Daily Family Worship

Psalm 112: The Righteous Person’s Portrait

by | Jun 18, 2024

psalm 112

In this Psalm, the two conditions of the blessed life are laid out. The first is to fear the Lord, and the second is to delight greatly in His commandments. And then we also have a description of the blessed results of that life: a mighty family of descendants, a blessed generation, wealth and riches, enduring influence, light amidst the darkness, and many suchlike things. This psalm is replete with the blessings that descend upon the head of the child of God, who lives for Him alone.

This is a Psalm of consolation for those who love the Lord; those who truly love Him are encouraged and praised in their Christian life. “Blessed is the man that feareth the Lord,” declares the Psalmist. To the world, the people of God appear to be the most miserable of all human beings; both their life and their doctrine are condemned by those tongues which the devil raises up and uses for that evil work. All things in the saints make them appear – to the carnal eye – as if they were left and forsaken and deserted by God, and as if they and their posterity must surely perish.

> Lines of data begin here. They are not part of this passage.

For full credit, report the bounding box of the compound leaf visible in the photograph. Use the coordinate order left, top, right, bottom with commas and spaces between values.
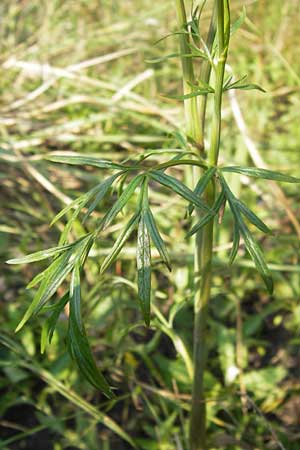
68, 264, 114, 398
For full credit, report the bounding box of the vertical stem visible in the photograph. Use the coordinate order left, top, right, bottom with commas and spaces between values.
176, 0, 203, 144
190, 0, 230, 450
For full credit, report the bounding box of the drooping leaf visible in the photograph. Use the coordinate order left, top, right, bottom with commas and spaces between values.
229, 222, 240, 264
41, 292, 69, 353
6, 243, 78, 264
220, 175, 273, 294
186, 190, 225, 237
235, 199, 272, 234
58, 202, 83, 245
98, 175, 144, 230
188, 167, 217, 215
16, 234, 92, 332
136, 213, 151, 326
100, 212, 139, 274
46, 154, 125, 170
68, 264, 114, 398
149, 170, 212, 212
144, 208, 171, 271
221, 166, 300, 183
82, 172, 122, 223
238, 217, 273, 294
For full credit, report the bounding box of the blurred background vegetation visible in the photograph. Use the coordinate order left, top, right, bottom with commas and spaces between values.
0, 0, 300, 450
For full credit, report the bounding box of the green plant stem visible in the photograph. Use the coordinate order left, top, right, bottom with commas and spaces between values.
190, 0, 230, 450
198, 6, 216, 153
176, 0, 203, 145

Moreover, their lives and lifestyles – although they render the most essential services to both their nation and the Church, and although they conduct themselves righteously before God and man – are, by the malice of the devil, represented as being most abominable. They themselves are looked upon as the contempt and off-scouring of the earth, while all hypocrites and evildoers in this world are lauded as being praiseworthy and privileged. But, as the wise man says, “Better is the little in the house of the righteous, than the great revenues of the wicked.” However, in the midst of all this false representation, the righteous stand fast, despite all these afflictions. They steadily trust in the Lord, they are delivered and saved, and they gain blessed consolation; but the wicked perish on every side. “To the upright,” says the Psalmist, “there ariseth light in darkness!” Here, according to the general language of the Scriptures, he calls consolation light, and temptation darkness. And then, in the end of the Psalm, that noble and unsubdued steadiness of faith is greatly praised – which, in such mighty struggles and agonizing conflicts, is yet unwearied and unyielding; for it rests in all the promises of Jehovah. Even though the saint’s faith contends with such mighty waves, it is still enabled to sing with Paul, “Thanks be unto God who always causeth us to triumph in Christ!” The child of God “shall not be afraid of evil tidings,” declares the Psalmist; “his heart is fixed, trusting in the Lord: his heart is established, he shall not be afraid until he see his desire upon his enemies” (verses 7-8). How thankful we ought to be to the Lord! For if Divine strength was not given to us by Christ, it would be impossible for us to ever be able to stand against such numerous and mighty assaults of temptation!

O Lord, we give thanks to You that we never need to “be afraid of evil tidings!” Thank You for the blessed strength that You give us, which makes it possible for us to be able to stand up in victory against all the assaults and persecutions of the devil and the world. Amen.